Those who have criticized China's cautious foreign policy need to reconsider their position, following President Xi Jinping's recent visit to Saudi Arabia and Iran — two major Middle Eastern powers that are currently at each other's throats. The visits reflect the more active foreign policy approach that Xi has spearheaded, particularly in the Middle East. This new approach raises an important question: Can China's impact on the region be more constructive than that of the United States?

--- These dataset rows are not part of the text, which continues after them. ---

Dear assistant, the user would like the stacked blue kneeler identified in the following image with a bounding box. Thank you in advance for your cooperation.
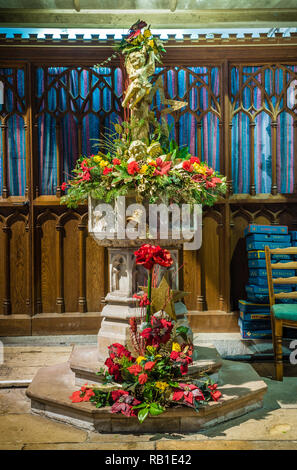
[239,224,296,339]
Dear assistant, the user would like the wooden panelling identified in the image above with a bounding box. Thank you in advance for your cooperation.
[202,214,221,311]
[0,43,296,335]
[85,236,105,313]
[9,219,28,315]
[63,217,79,313]
[0,218,4,309]
[40,218,57,313]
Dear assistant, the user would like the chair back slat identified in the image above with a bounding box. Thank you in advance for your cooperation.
[265,245,297,307]
[273,276,297,284]
[270,247,297,255]
[275,292,297,299]
[271,262,297,269]
[265,246,275,306]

Now is certainly a tense time to become involved in the Middle East, a region where, as Richard N. Haass argues, a New Thirty Years' War, in which "civil wars and proxy wars become impossible to distinguish," is unfolding. A key factor in unleashing the current chaos — which represents the convergence of numerous deep-rooted challenges and conflicts — was America's 2003 invasion of Iraq. By eliminating Saddam Hussein's Sunni regime, the U.S. paved the way for a Shiite-led government, a development that tilted the regional balance of power toward Iran and left Sunni-ruled Saudi Arabia feeling encircled by a Shiite coalition.
That is why Iran and Saudi Arabia are so deeply involved in Syria's civil war. They know that the fate of President Bashar Assad's Alawite regime will have significant implications for the regional order. For Saudi Arabia, reining in Iran is all the more important in the wake of the recent agreement on the country's nuclear program, which has resulted in the lifting of international economic sanctions that have long constrained Iran's regional leadership ambitions.